The Charlotte News
SUNDAY, NOVEMBER 5, 1939
BOOK-PAGE EDITORIAL
Time Shows Conrad Knew Real Germany
By W. J. CASH
Site ed. note: This article appeared just two months after the Nazis invaded Poland on September 1. For more of Cash's view of that invasion, see "A Fanatic Menaces Civilization" - September 1, 1939.
Whenever I hear somebody bemoaning the injustice of the Versailles Treaty in having judged the Germans unfit to own and administer colonies, I always think of Joseph Conrad. I used to get peeved with him sometimes when he moved in on the Germans. Look over his novels, and you'll find that the nastiest characters in them are without exception members of the super-breed beyond the Rhine. There is the hotelkeeper in "Victory"--who turns up also, I believe in "Lord Jim" and "Faulk." And that dreadful fellow who is the protagonist of "Heart of Darkness"--who mouths pious rhetoric and love for humanity while he invents schemes to coin money by hounding the poor enslaved blacks of the Congo to death--what "race" do you think he belongs to?
The same view of them comes out quite explicitly in the things he had to say upon leaving Poland when the last war began, and later on.
SEEMED CHAUVINISTIC
As I say, that used to anger me against Conrad. I called it unfair. Conrad, I said, was a Pole, and one who was giving way to mere chauvinism in his judgment of the old oppressors of his people.

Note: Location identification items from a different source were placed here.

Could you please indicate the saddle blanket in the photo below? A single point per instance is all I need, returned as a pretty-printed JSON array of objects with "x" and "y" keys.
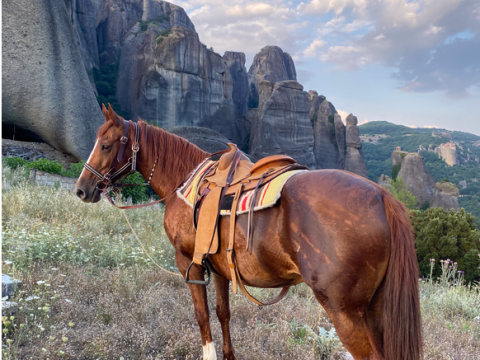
[{"x": 267, "y": 195}]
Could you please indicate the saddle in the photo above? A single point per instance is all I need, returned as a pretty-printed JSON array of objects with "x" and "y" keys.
[{"x": 231, "y": 176}]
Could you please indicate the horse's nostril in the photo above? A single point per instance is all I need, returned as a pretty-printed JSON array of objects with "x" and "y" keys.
[{"x": 81, "y": 194}]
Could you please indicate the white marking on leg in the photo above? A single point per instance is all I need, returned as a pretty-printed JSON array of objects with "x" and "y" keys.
[
  {"x": 88, "y": 161},
  {"x": 209, "y": 352}
]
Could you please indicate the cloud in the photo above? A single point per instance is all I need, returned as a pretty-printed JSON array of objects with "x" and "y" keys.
[
  {"x": 431, "y": 45},
  {"x": 312, "y": 49}
]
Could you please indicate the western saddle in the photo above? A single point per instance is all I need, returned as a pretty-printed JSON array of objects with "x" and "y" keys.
[{"x": 232, "y": 175}]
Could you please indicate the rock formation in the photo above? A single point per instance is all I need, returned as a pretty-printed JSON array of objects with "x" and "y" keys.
[
  {"x": 281, "y": 124},
  {"x": 384, "y": 181},
  {"x": 448, "y": 152},
  {"x": 445, "y": 195},
  {"x": 236, "y": 64},
  {"x": 45, "y": 89},
  {"x": 416, "y": 177},
  {"x": 206, "y": 139},
  {"x": 354, "y": 157},
  {"x": 271, "y": 64}
]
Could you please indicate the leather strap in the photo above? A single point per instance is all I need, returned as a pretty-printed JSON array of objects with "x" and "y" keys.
[
  {"x": 230, "y": 249},
  {"x": 279, "y": 297}
]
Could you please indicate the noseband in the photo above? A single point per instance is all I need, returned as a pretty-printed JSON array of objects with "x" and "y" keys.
[{"x": 108, "y": 179}]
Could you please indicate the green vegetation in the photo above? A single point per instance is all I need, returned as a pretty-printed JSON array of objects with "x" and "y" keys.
[
  {"x": 378, "y": 158},
  {"x": 452, "y": 235},
  {"x": 89, "y": 292},
  {"x": 106, "y": 82},
  {"x": 398, "y": 189}
]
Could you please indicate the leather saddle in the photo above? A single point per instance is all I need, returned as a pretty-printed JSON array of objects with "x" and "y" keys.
[{"x": 232, "y": 175}]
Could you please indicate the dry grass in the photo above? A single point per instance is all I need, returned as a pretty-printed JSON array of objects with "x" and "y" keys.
[{"x": 89, "y": 293}]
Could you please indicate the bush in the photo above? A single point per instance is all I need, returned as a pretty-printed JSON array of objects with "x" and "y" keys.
[{"x": 442, "y": 234}]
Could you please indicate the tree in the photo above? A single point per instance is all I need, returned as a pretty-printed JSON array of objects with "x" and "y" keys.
[
  {"x": 442, "y": 235},
  {"x": 398, "y": 189}
]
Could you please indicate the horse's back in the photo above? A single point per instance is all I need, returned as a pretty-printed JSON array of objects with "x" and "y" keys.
[{"x": 338, "y": 228}]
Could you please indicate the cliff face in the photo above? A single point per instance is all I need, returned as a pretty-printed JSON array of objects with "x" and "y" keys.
[
  {"x": 448, "y": 152},
  {"x": 416, "y": 178},
  {"x": 445, "y": 195},
  {"x": 281, "y": 125},
  {"x": 271, "y": 64},
  {"x": 45, "y": 88}
]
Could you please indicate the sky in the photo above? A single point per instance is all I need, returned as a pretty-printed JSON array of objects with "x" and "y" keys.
[{"x": 414, "y": 63}]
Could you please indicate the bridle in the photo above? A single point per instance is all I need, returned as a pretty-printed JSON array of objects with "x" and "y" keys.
[{"x": 107, "y": 180}]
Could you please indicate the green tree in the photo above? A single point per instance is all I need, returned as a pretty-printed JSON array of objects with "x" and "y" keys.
[
  {"x": 442, "y": 235},
  {"x": 400, "y": 192}
]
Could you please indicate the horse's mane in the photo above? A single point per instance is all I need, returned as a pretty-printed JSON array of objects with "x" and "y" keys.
[{"x": 176, "y": 155}]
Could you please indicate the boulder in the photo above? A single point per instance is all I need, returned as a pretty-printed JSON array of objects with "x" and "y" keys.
[
  {"x": 281, "y": 124},
  {"x": 236, "y": 64},
  {"x": 206, "y": 139},
  {"x": 169, "y": 78},
  {"x": 271, "y": 64},
  {"x": 45, "y": 88},
  {"x": 445, "y": 195},
  {"x": 416, "y": 177},
  {"x": 325, "y": 147},
  {"x": 354, "y": 161},
  {"x": 384, "y": 181}
]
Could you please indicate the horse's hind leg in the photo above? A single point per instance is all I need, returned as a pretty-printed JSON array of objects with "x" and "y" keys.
[
  {"x": 351, "y": 326},
  {"x": 223, "y": 314},
  {"x": 199, "y": 296}
]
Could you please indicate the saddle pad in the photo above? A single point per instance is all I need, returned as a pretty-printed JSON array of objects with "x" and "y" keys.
[{"x": 267, "y": 195}]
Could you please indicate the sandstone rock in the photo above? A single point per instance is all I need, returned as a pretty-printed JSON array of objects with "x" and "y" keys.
[
  {"x": 271, "y": 64},
  {"x": 45, "y": 89},
  {"x": 281, "y": 124},
  {"x": 177, "y": 81},
  {"x": 354, "y": 161},
  {"x": 416, "y": 177},
  {"x": 448, "y": 152},
  {"x": 445, "y": 195},
  {"x": 325, "y": 147},
  {"x": 236, "y": 64},
  {"x": 384, "y": 180}
]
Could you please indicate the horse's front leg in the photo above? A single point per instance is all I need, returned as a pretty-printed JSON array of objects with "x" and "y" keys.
[
  {"x": 223, "y": 314},
  {"x": 199, "y": 295}
]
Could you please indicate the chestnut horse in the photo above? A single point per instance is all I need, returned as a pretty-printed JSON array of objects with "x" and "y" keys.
[{"x": 346, "y": 237}]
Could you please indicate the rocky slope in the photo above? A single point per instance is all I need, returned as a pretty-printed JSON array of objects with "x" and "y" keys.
[{"x": 45, "y": 88}]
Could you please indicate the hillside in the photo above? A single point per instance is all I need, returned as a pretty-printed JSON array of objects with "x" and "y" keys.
[{"x": 380, "y": 138}]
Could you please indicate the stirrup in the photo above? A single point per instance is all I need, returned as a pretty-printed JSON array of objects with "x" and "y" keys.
[{"x": 198, "y": 282}]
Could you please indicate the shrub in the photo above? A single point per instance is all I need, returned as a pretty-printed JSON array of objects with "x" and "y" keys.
[{"x": 442, "y": 234}]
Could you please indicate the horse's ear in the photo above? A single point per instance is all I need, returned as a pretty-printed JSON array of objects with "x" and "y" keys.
[
  {"x": 113, "y": 116},
  {"x": 105, "y": 112}
]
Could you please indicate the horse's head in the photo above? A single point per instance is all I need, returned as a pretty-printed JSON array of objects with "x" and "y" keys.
[{"x": 109, "y": 159}]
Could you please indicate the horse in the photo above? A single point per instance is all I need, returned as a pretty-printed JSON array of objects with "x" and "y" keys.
[{"x": 344, "y": 236}]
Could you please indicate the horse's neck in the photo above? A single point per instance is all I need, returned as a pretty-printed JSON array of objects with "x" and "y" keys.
[{"x": 163, "y": 182}]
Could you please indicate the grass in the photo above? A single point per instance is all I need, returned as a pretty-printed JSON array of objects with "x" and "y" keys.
[{"x": 89, "y": 292}]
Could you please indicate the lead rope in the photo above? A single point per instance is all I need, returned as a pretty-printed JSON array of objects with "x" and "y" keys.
[{"x": 145, "y": 250}]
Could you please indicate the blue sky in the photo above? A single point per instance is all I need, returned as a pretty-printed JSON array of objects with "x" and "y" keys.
[{"x": 411, "y": 62}]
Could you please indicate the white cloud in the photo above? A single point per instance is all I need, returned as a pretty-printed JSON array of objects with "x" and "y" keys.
[{"x": 312, "y": 49}]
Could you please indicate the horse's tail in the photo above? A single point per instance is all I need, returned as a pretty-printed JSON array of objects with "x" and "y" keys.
[{"x": 402, "y": 333}]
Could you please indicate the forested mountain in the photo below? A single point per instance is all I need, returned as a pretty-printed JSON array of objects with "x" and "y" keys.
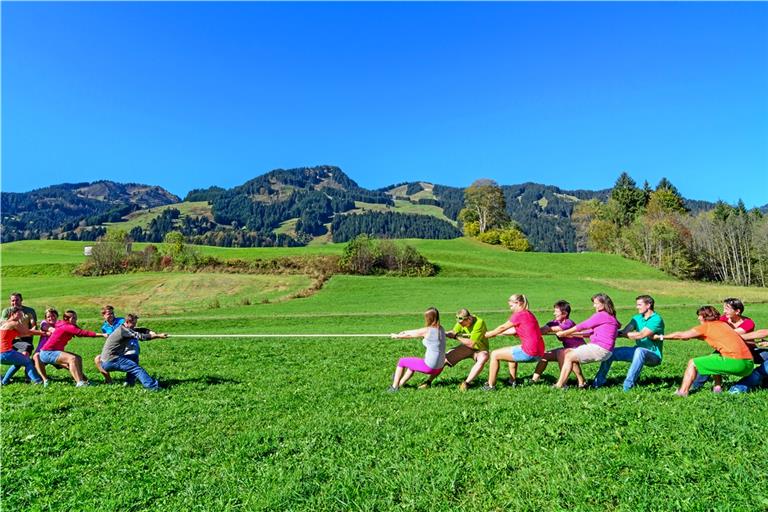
[
  {"x": 288, "y": 207},
  {"x": 49, "y": 211}
]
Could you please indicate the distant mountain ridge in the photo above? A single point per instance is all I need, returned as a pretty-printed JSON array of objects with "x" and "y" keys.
[
  {"x": 288, "y": 207},
  {"x": 48, "y": 211}
]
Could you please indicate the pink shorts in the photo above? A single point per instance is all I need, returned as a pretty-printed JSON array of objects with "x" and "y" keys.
[{"x": 418, "y": 365}]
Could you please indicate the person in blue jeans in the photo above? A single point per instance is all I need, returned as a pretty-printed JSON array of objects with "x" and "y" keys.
[
  {"x": 646, "y": 351},
  {"x": 112, "y": 322},
  {"x": 759, "y": 377},
  {"x": 113, "y": 358}
]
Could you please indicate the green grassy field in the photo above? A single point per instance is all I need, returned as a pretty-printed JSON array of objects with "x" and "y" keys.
[
  {"x": 143, "y": 218},
  {"x": 301, "y": 423}
]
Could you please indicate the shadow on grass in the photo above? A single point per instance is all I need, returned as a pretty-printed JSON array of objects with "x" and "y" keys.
[{"x": 208, "y": 380}]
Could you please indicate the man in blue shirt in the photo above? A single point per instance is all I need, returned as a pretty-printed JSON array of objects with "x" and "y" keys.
[
  {"x": 111, "y": 322},
  {"x": 646, "y": 351}
]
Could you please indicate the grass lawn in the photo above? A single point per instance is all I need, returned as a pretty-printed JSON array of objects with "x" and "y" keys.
[{"x": 300, "y": 423}]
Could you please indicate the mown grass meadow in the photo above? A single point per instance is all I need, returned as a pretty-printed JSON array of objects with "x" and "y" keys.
[{"x": 305, "y": 423}]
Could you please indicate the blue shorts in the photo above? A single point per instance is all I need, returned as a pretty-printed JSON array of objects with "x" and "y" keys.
[
  {"x": 519, "y": 355},
  {"x": 49, "y": 356}
]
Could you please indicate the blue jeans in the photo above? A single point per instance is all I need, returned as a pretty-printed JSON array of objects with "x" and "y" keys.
[
  {"x": 123, "y": 364},
  {"x": 637, "y": 355},
  {"x": 17, "y": 360},
  {"x": 751, "y": 381}
]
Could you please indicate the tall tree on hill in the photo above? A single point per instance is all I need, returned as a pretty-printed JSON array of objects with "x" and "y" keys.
[
  {"x": 484, "y": 204},
  {"x": 626, "y": 201}
]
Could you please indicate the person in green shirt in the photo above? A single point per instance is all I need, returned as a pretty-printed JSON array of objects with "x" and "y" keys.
[
  {"x": 646, "y": 352},
  {"x": 469, "y": 331}
]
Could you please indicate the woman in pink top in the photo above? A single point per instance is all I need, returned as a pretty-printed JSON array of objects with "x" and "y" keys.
[
  {"x": 602, "y": 329},
  {"x": 562, "y": 321},
  {"x": 524, "y": 325},
  {"x": 53, "y": 350}
]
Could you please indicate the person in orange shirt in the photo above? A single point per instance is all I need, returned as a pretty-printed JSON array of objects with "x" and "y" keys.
[{"x": 733, "y": 358}]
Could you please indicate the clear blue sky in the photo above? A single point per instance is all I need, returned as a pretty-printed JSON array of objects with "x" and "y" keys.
[{"x": 188, "y": 95}]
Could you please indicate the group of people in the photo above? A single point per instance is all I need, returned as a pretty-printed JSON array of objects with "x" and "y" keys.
[
  {"x": 593, "y": 340},
  {"x": 120, "y": 352}
]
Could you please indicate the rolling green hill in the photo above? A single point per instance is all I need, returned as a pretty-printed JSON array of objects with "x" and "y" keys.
[{"x": 301, "y": 423}]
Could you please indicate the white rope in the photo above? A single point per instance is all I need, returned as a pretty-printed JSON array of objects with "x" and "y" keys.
[{"x": 287, "y": 335}]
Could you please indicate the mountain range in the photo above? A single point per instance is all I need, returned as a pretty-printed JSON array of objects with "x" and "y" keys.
[{"x": 284, "y": 207}]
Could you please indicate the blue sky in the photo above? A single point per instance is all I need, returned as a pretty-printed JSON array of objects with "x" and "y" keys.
[{"x": 189, "y": 95}]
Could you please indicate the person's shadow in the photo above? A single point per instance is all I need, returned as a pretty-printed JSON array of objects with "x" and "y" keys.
[{"x": 208, "y": 380}]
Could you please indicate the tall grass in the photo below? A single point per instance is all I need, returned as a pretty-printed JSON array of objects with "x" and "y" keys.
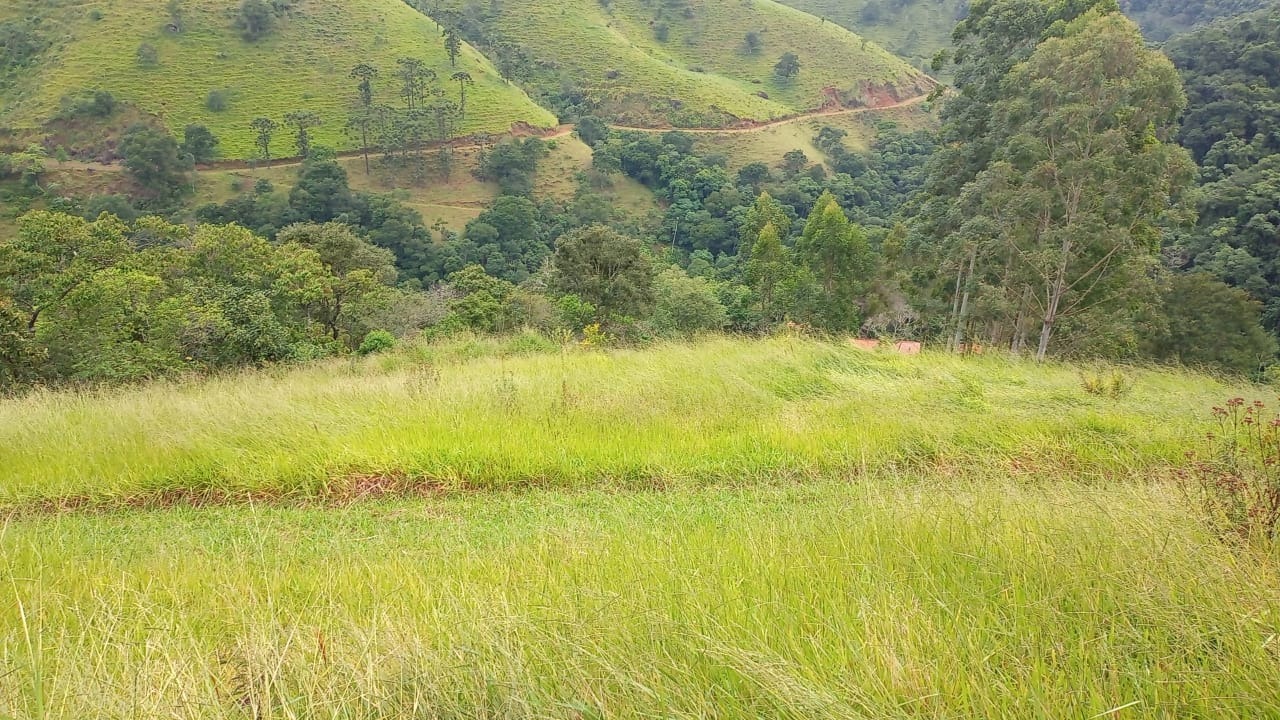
[
  {"x": 831, "y": 600},
  {"x": 471, "y": 413}
]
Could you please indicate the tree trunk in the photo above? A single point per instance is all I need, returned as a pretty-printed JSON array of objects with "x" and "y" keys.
[
  {"x": 958, "y": 341},
  {"x": 1055, "y": 299}
]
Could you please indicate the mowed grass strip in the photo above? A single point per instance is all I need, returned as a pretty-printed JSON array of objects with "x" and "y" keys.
[
  {"x": 926, "y": 600},
  {"x": 484, "y": 413}
]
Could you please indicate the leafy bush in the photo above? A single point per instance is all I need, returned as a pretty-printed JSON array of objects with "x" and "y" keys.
[
  {"x": 255, "y": 19},
  {"x": 147, "y": 55},
  {"x": 375, "y": 342},
  {"x": 87, "y": 104},
  {"x": 218, "y": 100},
  {"x": 1106, "y": 383},
  {"x": 1234, "y": 481}
]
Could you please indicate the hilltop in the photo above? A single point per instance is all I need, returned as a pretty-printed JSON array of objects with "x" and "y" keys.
[
  {"x": 698, "y": 63},
  {"x": 914, "y": 30},
  {"x": 188, "y": 62}
]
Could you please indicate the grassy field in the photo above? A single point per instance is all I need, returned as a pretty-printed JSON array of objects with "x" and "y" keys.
[
  {"x": 700, "y": 76},
  {"x": 775, "y": 409},
  {"x": 455, "y": 200},
  {"x": 831, "y": 600},
  {"x": 728, "y": 528},
  {"x": 302, "y": 64}
]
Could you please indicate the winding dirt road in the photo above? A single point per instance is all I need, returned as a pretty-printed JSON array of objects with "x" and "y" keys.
[{"x": 551, "y": 133}]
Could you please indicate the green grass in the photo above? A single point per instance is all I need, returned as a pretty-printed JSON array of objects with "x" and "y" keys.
[
  {"x": 304, "y": 64},
  {"x": 915, "y": 32},
  {"x": 455, "y": 200},
  {"x": 833, "y": 600},
  {"x": 725, "y": 528},
  {"x": 768, "y": 145},
  {"x": 700, "y": 76},
  {"x": 682, "y": 414}
]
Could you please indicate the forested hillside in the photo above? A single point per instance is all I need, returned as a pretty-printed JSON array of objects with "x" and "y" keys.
[
  {"x": 1164, "y": 18},
  {"x": 1232, "y": 126},
  {"x": 77, "y": 74},
  {"x": 929, "y": 218}
]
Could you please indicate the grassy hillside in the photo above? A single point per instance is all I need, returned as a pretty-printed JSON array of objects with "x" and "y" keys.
[
  {"x": 730, "y": 528},
  {"x": 301, "y": 64},
  {"x": 696, "y": 71},
  {"x": 455, "y": 200},
  {"x": 914, "y": 30}
]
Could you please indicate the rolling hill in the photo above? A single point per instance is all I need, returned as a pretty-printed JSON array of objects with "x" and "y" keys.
[
  {"x": 165, "y": 62},
  {"x": 917, "y": 30},
  {"x": 690, "y": 63}
]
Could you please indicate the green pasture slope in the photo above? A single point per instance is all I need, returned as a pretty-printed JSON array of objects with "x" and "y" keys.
[
  {"x": 725, "y": 528},
  {"x": 301, "y": 65},
  {"x": 702, "y": 74}
]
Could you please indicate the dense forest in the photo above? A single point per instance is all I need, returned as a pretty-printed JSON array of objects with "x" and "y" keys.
[{"x": 1086, "y": 195}]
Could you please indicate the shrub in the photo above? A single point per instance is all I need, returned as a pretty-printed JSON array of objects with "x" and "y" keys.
[
  {"x": 375, "y": 342},
  {"x": 147, "y": 55},
  {"x": 255, "y": 19},
  {"x": 216, "y": 100},
  {"x": 1234, "y": 479},
  {"x": 86, "y": 104},
  {"x": 1114, "y": 383}
]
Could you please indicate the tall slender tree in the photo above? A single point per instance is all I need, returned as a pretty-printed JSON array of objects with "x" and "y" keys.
[
  {"x": 837, "y": 254},
  {"x": 464, "y": 80},
  {"x": 263, "y": 131},
  {"x": 452, "y": 45}
]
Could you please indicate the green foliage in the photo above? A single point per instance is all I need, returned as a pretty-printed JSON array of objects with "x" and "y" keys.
[
  {"x": 606, "y": 269},
  {"x": 841, "y": 263},
  {"x": 255, "y": 19},
  {"x": 686, "y": 305},
  {"x": 1106, "y": 383},
  {"x": 512, "y": 164},
  {"x": 1234, "y": 477},
  {"x": 105, "y": 301},
  {"x": 87, "y": 104},
  {"x": 1065, "y": 180},
  {"x": 295, "y": 65},
  {"x": 22, "y": 40},
  {"x": 199, "y": 144},
  {"x": 787, "y": 65},
  {"x": 155, "y": 162},
  {"x": 218, "y": 100},
  {"x": 1211, "y": 324},
  {"x": 302, "y": 122},
  {"x": 1230, "y": 126},
  {"x": 375, "y": 342}
]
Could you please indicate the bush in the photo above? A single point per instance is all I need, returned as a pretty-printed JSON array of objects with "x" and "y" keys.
[
  {"x": 1234, "y": 479},
  {"x": 375, "y": 342},
  {"x": 216, "y": 100},
  {"x": 255, "y": 19},
  {"x": 1114, "y": 383},
  {"x": 147, "y": 55},
  {"x": 95, "y": 104}
]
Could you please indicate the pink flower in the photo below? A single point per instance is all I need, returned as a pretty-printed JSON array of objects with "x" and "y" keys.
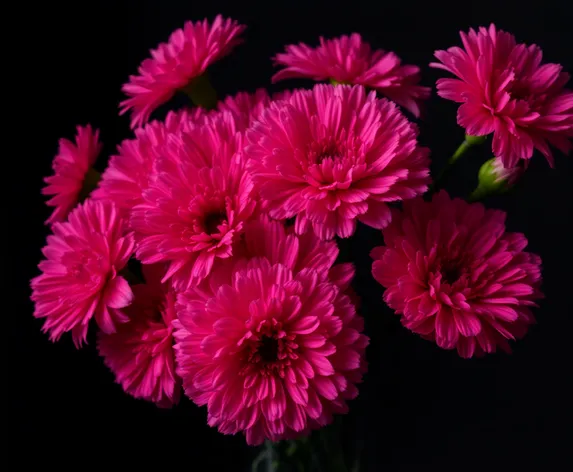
[
  {"x": 456, "y": 276},
  {"x": 173, "y": 65},
  {"x": 194, "y": 209},
  {"x": 71, "y": 165},
  {"x": 332, "y": 155},
  {"x": 130, "y": 170},
  {"x": 505, "y": 90},
  {"x": 140, "y": 353},
  {"x": 272, "y": 345},
  {"x": 245, "y": 107},
  {"x": 349, "y": 60},
  {"x": 80, "y": 277}
]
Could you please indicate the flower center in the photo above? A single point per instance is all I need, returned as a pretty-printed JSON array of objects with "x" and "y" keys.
[
  {"x": 268, "y": 349},
  {"x": 451, "y": 271},
  {"x": 324, "y": 149},
  {"x": 213, "y": 220}
]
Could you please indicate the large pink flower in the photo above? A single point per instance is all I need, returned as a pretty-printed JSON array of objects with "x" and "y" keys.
[
  {"x": 272, "y": 344},
  {"x": 350, "y": 60},
  {"x": 456, "y": 276},
  {"x": 332, "y": 155},
  {"x": 505, "y": 90},
  {"x": 129, "y": 171},
  {"x": 80, "y": 277},
  {"x": 194, "y": 209},
  {"x": 245, "y": 107},
  {"x": 71, "y": 166},
  {"x": 140, "y": 353},
  {"x": 173, "y": 65}
]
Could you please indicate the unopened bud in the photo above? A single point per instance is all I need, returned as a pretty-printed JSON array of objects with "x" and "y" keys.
[{"x": 494, "y": 178}]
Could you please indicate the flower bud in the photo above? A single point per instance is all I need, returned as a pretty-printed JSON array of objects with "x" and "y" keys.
[{"x": 494, "y": 178}]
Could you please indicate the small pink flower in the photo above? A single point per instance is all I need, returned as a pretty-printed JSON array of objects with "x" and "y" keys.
[
  {"x": 80, "y": 277},
  {"x": 140, "y": 353},
  {"x": 456, "y": 276},
  {"x": 193, "y": 211},
  {"x": 245, "y": 107},
  {"x": 350, "y": 60},
  {"x": 272, "y": 345},
  {"x": 173, "y": 65},
  {"x": 334, "y": 155},
  {"x": 129, "y": 171},
  {"x": 506, "y": 90},
  {"x": 71, "y": 165}
]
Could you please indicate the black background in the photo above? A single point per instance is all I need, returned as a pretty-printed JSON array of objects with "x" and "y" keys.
[{"x": 420, "y": 408}]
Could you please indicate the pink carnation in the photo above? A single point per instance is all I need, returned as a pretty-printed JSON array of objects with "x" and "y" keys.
[
  {"x": 456, "y": 276},
  {"x": 71, "y": 166},
  {"x": 350, "y": 60},
  {"x": 173, "y": 65},
  {"x": 245, "y": 107},
  {"x": 80, "y": 277},
  {"x": 332, "y": 155},
  {"x": 505, "y": 90},
  {"x": 140, "y": 353},
  {"x": 272, "y": 345},
  {"x": 194, "y": 209},
  {"x": 130, "y": 170}
]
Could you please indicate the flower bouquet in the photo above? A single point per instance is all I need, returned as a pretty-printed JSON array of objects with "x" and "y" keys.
[{"x": 211, "y": 254}]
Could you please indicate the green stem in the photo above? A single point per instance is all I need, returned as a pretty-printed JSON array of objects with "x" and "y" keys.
[
  {"x": 469, "y": 142},
  {"x": 201, "y": 92},
  {"x": 479, "y": 193},
  {"x": 270, "y": 456}
]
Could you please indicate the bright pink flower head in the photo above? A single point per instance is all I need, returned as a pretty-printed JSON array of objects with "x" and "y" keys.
[
  {"x": 456, "y": 276},
  {"x": 140, "y": 353},
  {"x": 193, "y": 211},
  {"x": 130, "y": 170},
  {"x": 505, "y": 90},
  {"x": 332, "y": 155},
  {"x": 173, "y": 65},
  {"x": 80, "y": 277},
  {"x": 349, "y": 60},
  {"x": 71, "y": 165},
  {"x": 245, "y": 107},
  {"x": 273, "y": 348}
]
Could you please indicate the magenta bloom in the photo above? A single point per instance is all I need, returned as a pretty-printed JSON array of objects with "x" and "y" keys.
[
  {"x": 80, "y": 277},
  {"x": 71, "y": 166},
  {"x": 332, "y": 155},
  {"x": 129, "y": 171},
  {"x": 245, "y": 107},
  {"x": 273, "y": 349},
  {"x": 349, "y": 60},
  {"x": 505, "y": 90},
  {"x": 456, "y": 276},
  {"x": 140, "y": 353},
  {"x": 193, "y": 211},
  {"x": 173, "y": 65}
]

But I no longer think so. Conrad was a Pole. But the Poles may be trusted to know the Germans with all their faults and virtues, as no one else save maybe the Czechs could know them. For the people in a conquered country have the most perfect of all opportunities to judge the true character of their masters. I remember being at Mainz in 1927 and observing the fact that the French soldiers sat along the Rhine embankment and played with German children, that they walked through the streets as they might have walked through the streets of a French town, without anything of self-conscious arrogance. And, though I did my best, I could find no hatred for them among the Germans of the town.
HATE WITH REASON
But if a Pole hates a German automatically, if he charges over-bearing arrogance and brutality as characteristics, not of every individual but of the German people as a whole, I suspect it is because the Pole has reason. And even more that is the case with Conrad. For Conrad was one of the most cool and unimpassioned intellects of his time--a man who showed no Chauvinistic whatever, who had indeed made England more his country than Poland.
Moreover, Conrad spoke from expert observation. He had spent the greater part of his life in the countries of the East in which England, France, Holland and Germany were established as colonizers. And if he made the Germans out the overwhelming worst of the lot, it was undoubtedly because the evidence ran that way.
The German mind is a rigid, uncompromising mind, and in conflict with the native mind it will not give an inch but demands instead that the native shall conform to German ideas. And when that happens, the native, a curiously fragile creature, simply succumbs, dies out, disappears.
The longer I look at it the more I become convinced that Conrad and the Old Men of Versailles were right--that Germany was and is unfit to hold and administer colonies.